Section titled “10. Concrete Deliverables Checklist (mapped to success criteria)”
#Success criterionWhere in this document
1Engine evaluation matrix§1
2Tier 1 design (spec, format, trigger, staleness, ceiling)§2.1–§2.6
3Tier 2 design (engine, schema, round-trip)§3.1–§3.6
4Tier 3 design (server budget)§4.1–§4.4
5Data-flow contract with invariants§5 (Invariants 1–5 + error handling)

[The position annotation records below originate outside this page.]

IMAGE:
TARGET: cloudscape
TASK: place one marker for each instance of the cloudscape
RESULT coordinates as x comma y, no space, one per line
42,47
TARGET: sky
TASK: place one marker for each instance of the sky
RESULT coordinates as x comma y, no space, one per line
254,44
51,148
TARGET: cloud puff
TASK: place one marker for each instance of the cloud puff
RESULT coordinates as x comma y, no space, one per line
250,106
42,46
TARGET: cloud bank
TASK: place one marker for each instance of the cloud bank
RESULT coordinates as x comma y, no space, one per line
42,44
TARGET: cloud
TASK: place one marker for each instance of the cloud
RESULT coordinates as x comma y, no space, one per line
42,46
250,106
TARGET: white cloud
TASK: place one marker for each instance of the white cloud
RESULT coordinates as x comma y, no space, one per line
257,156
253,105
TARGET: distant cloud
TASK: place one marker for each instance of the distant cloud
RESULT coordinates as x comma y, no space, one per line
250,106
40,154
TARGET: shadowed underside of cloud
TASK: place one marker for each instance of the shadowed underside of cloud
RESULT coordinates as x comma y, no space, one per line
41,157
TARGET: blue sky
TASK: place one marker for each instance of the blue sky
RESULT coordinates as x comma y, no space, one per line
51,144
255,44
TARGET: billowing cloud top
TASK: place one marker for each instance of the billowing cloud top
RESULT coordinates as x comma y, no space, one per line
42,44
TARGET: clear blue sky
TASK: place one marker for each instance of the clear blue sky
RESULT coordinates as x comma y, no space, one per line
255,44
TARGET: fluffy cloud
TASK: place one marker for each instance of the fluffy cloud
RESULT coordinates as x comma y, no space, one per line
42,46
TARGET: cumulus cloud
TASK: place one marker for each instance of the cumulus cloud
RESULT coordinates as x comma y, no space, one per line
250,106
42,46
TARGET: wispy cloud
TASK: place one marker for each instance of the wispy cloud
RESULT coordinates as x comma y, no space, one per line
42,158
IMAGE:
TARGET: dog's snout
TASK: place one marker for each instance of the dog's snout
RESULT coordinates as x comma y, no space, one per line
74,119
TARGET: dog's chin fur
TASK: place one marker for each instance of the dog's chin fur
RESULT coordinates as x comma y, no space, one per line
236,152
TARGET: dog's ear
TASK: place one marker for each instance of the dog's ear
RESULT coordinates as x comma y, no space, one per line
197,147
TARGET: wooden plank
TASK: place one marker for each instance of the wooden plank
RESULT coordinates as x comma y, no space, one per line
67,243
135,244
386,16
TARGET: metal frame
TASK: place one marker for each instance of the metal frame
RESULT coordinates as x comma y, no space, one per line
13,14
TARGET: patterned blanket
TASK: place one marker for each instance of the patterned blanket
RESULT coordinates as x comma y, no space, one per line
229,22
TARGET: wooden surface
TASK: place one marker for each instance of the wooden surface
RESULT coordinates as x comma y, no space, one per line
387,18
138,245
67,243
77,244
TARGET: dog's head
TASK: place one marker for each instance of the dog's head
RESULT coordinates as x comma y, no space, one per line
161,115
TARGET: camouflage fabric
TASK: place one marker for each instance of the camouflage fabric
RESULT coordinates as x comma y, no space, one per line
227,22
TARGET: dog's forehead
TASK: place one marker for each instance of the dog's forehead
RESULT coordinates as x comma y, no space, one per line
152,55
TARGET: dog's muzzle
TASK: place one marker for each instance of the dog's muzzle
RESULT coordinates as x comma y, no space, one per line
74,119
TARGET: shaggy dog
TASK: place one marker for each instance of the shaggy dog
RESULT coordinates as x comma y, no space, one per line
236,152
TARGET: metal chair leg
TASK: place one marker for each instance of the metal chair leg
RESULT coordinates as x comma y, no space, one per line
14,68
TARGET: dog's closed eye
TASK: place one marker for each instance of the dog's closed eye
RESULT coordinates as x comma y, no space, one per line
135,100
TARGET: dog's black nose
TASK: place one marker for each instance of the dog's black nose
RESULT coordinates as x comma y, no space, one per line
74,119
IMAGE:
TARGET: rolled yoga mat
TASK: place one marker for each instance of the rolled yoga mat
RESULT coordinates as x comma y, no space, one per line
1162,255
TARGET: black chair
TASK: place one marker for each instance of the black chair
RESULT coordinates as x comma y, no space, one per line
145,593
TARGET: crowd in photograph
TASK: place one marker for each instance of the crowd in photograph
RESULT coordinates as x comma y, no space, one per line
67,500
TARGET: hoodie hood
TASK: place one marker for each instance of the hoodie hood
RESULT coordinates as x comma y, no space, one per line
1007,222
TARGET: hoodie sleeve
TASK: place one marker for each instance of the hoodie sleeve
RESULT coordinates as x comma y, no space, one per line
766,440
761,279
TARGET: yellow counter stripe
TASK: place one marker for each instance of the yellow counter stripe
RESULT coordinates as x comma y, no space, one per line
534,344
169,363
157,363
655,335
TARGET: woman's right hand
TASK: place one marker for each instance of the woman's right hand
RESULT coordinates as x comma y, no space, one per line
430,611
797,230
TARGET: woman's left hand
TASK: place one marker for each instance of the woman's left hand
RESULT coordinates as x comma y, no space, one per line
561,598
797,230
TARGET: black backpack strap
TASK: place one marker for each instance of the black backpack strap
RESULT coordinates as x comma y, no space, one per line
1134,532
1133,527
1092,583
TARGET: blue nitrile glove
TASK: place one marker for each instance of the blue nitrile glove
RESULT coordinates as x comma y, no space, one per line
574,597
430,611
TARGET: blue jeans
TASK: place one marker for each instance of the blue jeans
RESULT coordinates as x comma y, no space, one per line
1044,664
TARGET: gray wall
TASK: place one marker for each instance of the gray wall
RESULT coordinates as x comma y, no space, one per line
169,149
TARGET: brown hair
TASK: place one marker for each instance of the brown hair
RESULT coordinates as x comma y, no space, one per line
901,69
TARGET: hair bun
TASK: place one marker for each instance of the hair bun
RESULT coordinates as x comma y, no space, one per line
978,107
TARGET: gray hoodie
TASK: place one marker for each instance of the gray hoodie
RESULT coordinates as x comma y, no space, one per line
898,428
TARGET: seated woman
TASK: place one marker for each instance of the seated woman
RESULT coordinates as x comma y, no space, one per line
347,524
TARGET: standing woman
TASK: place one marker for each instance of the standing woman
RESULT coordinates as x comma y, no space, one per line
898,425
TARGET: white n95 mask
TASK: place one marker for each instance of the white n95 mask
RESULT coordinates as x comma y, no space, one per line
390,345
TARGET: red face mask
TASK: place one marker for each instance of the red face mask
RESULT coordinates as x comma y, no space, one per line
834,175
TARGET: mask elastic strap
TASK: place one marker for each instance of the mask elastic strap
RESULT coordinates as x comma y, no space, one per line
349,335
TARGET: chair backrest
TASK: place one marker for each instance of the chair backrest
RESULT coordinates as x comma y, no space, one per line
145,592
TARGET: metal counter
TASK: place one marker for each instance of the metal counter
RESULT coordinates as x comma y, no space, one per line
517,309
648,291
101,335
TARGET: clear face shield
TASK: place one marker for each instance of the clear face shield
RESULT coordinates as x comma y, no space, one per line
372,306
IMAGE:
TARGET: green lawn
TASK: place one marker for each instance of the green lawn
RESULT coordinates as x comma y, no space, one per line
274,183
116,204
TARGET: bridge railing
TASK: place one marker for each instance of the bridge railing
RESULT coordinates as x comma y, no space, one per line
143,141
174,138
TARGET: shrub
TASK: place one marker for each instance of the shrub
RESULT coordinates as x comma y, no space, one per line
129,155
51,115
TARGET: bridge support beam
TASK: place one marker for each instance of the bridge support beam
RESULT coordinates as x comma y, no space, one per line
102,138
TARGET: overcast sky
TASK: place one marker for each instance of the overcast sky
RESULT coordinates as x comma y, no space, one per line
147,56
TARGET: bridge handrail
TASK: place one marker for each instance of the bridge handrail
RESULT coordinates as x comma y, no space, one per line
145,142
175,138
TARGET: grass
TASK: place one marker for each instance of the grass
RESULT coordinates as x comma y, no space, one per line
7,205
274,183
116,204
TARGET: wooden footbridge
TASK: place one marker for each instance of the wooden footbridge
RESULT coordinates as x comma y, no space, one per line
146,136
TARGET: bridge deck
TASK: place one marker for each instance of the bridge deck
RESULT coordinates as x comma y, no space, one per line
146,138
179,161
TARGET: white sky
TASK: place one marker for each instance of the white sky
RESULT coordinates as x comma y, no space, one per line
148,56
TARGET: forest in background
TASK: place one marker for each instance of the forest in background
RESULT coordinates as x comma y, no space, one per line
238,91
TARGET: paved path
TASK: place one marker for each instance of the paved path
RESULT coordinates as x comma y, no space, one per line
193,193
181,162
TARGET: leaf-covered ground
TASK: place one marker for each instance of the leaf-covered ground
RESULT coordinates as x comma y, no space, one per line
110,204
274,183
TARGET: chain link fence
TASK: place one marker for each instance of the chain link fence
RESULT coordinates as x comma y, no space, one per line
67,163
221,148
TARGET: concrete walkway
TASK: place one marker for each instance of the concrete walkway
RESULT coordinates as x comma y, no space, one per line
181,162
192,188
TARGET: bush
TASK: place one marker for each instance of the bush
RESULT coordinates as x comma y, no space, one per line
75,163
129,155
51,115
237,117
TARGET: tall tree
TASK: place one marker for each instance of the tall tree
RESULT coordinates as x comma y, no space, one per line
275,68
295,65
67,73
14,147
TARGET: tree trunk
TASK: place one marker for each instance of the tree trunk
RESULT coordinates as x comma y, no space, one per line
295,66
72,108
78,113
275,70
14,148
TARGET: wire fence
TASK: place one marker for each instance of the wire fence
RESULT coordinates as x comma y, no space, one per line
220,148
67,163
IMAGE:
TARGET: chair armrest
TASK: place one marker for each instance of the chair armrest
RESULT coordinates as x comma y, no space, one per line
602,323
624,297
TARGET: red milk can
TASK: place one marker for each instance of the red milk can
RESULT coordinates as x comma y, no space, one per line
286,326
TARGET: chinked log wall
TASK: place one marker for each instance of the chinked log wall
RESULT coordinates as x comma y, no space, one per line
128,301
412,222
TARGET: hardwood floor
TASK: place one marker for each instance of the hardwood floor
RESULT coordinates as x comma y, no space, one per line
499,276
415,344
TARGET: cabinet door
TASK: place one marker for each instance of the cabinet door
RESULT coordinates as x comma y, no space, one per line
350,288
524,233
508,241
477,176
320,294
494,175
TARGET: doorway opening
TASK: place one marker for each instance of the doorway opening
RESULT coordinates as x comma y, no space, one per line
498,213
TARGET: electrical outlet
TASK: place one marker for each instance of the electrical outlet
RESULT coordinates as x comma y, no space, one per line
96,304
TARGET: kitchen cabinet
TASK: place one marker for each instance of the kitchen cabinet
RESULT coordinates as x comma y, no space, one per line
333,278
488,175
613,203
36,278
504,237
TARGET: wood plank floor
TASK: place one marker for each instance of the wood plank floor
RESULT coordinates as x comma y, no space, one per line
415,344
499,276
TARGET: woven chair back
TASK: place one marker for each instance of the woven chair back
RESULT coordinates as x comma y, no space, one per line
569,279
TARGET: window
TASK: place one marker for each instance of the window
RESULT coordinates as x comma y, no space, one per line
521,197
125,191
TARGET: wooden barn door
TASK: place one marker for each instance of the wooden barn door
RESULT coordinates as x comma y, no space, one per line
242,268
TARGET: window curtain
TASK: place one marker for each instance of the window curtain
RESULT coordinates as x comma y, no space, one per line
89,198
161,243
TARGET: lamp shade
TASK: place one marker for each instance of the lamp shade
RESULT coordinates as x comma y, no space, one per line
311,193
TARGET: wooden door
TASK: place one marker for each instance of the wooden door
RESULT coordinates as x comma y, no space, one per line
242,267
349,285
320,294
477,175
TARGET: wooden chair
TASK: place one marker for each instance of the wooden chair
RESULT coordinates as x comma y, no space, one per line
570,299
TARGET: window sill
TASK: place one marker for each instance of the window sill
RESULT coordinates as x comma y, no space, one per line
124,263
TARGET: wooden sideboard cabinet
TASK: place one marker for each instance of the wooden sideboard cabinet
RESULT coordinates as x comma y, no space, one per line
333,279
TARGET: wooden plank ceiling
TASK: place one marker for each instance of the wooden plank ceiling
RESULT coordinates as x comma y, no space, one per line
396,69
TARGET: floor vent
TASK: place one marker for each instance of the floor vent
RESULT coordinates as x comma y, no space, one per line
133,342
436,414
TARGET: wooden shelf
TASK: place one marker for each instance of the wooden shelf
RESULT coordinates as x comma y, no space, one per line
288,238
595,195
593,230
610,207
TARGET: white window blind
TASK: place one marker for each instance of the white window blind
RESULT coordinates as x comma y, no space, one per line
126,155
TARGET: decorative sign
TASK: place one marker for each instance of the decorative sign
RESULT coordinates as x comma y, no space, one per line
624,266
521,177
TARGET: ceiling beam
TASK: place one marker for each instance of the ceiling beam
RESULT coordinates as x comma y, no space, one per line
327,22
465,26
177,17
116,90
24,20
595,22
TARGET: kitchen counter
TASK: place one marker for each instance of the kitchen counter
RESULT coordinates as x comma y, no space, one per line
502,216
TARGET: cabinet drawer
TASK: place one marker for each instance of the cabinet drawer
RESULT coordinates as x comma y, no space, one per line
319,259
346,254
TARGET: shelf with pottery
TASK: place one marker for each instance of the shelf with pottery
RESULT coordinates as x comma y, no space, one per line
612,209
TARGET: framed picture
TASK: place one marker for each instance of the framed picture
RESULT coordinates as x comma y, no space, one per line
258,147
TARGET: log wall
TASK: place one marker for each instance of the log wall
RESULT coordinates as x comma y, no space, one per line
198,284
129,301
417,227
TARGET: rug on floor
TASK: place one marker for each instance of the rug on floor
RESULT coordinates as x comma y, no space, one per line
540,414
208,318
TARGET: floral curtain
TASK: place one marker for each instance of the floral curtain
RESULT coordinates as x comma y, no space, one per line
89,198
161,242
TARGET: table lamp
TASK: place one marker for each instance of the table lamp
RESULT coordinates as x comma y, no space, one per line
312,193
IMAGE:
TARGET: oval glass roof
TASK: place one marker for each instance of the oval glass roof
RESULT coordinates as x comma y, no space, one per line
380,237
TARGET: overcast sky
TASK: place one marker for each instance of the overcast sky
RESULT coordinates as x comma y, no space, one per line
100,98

6Multi-hop spine render worked example§6.1–§6.4 (Cypher, recursive CTE, SPARQL)
7Cost ceilings per tier§7
BonusBuild/integrate/hybrid recommendation with rationale§0 + §8

This document is intended to be implementable as-is: the SQL schema in §3.2 is concrete, the recursive-CTE in §6.2 runs in DuckDB-WASM, the Tier 1 file format in §2.2 is exact, and the invariants in §5 give every implementer a single decision rule for ambiguous cases (“does this violate Invariant 1?”).